In my last post http://data.andyburgin.co.uk/post/65706647269/visualising-logstash-apache-data-in-gephi I generated some pretty visualisations of apache webserver logs by extracting data from my logstash elasticsearch server using a python script.

You can now grab the script from https://github.com/andyburgin/es2gefx

The tool queries elasticsearch and retrieves entries matching specified criteria (as nodes), it then identifies edges between the event nodes using defined parameters and finally uses the pygexf library to generate a gexf file for importing into gephi.

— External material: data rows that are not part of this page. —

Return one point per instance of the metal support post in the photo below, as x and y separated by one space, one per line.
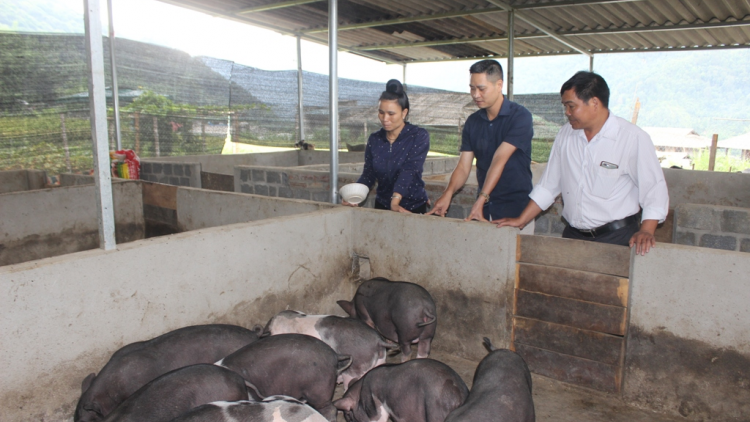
333 85
98 104
511 33
115 90
300 96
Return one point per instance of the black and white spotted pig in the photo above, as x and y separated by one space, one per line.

I still need to add command line arguments, but the parameters in the code are:

  • host & port - the ip and port number of elasticsearch url
  • starttime & endtime - in format %Y%m%d%H%M%S includes all entries in elasticsearch within these timestamps
  • evttype - the value of the @type field that indicates an elasticsearch entry generated logstash that match the %{COMBINEDAPACHELOG} grok pattern
  • relatedfield & relatetimeout - field and time period to be used for edge detection •verbose - debug messages

It was built using Python 2.7.3 on Debian Wheezy vm, you will need to download the latest https://github.com/paulgirard/pygexf don’t use the easy_install method as this will install 0.2.2 which is missing some of the newer features needed. You just need a to put the files in a gexf folder next to the es2gefx.py file.

The tool has limitations, there is a limit to what the xml libraries underlying pygexf can do. I’ve been generation 25000 nodes and 18000 edges without problems.

BTW It’s my first “real” stab at Python development, so I encourage everyone to take a look and feedback (nicely).